SGwrapper <- function(x,K,forder=4,dorder=0){
  #
  n = length(x)
  fl = 2*K+1
  y = savgol(x,fl,forder,dorder)
  if (dorder == 0){
    y[1:K] = x[1:K]
    y[(n-K):n] = x[(n-K):n]
  }
  else{
    y[1:K] = 0
    y[(n-K):n] = 0
  }
  y
}

Before showing the results obtained with this procedure, it is important to note two points.  First, the moving window width parameter fl required for the savgol procedure corresponds to fl = 2K+1 for a half-width parameter K.  The procedure SGwrapper instead requires K as its passing parameter, constructing fl from this value of K.  Second, note that in addition to serving as a smoother, the Savitzky-Golay filter family can also be used to estimate derivatives (this is tricky since differentiation filters are incredible noise amplifiers, but I’ll talk more about that in another post).  In the savgol procedure, this is accomplished by specifying the parameter dorder, which has a default value of zero (implying smoothing), but which can be set to 1 to estimate the first derivative of a sequence, 2 for the second derivative, etc.  In these cases, replacing the first and last K elements of the filtered sequence with the original data sequence elements is not reasonable: in the absence of any other knowledge, a better default derivative estimate is zero, and the SGwrapper procedure listed above does this.

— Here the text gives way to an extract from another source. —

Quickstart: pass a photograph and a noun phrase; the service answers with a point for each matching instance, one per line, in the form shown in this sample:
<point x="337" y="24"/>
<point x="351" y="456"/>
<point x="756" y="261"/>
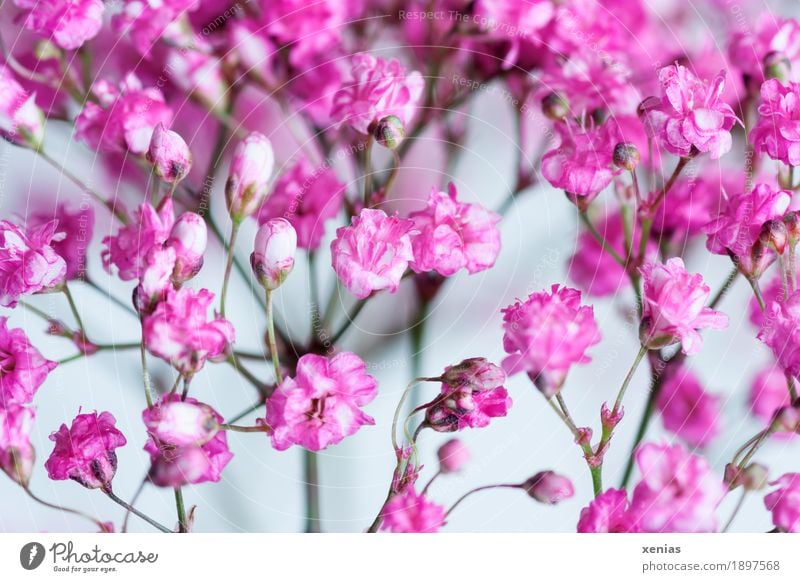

The four plots shown above illustrate the differences between the original savgol procedure (the left-hand plots) and those obtained with the SGwrapper procedure listed above (the right-hand plots).  In all cases, the data sequence used to generate these plots was the physical property data sequence cleaned using the Hampel filter with t0 = 3.  The upper left plot repeats the lower of the two previous plots, corresponding to the savgol smoother output, while the upper right plot applies the SGwrapper function to remove the artifacts at the beginning and end of the smoothed data sequence.  Similarly, the lower two plots give the corresponding second-derivative estimates, obtained by applying the savgol procedure with fl = 11 and dorder = 2 (lower left plot) or the SGwrapper procedure with K = 5 and dorder = 2 (lower right plot).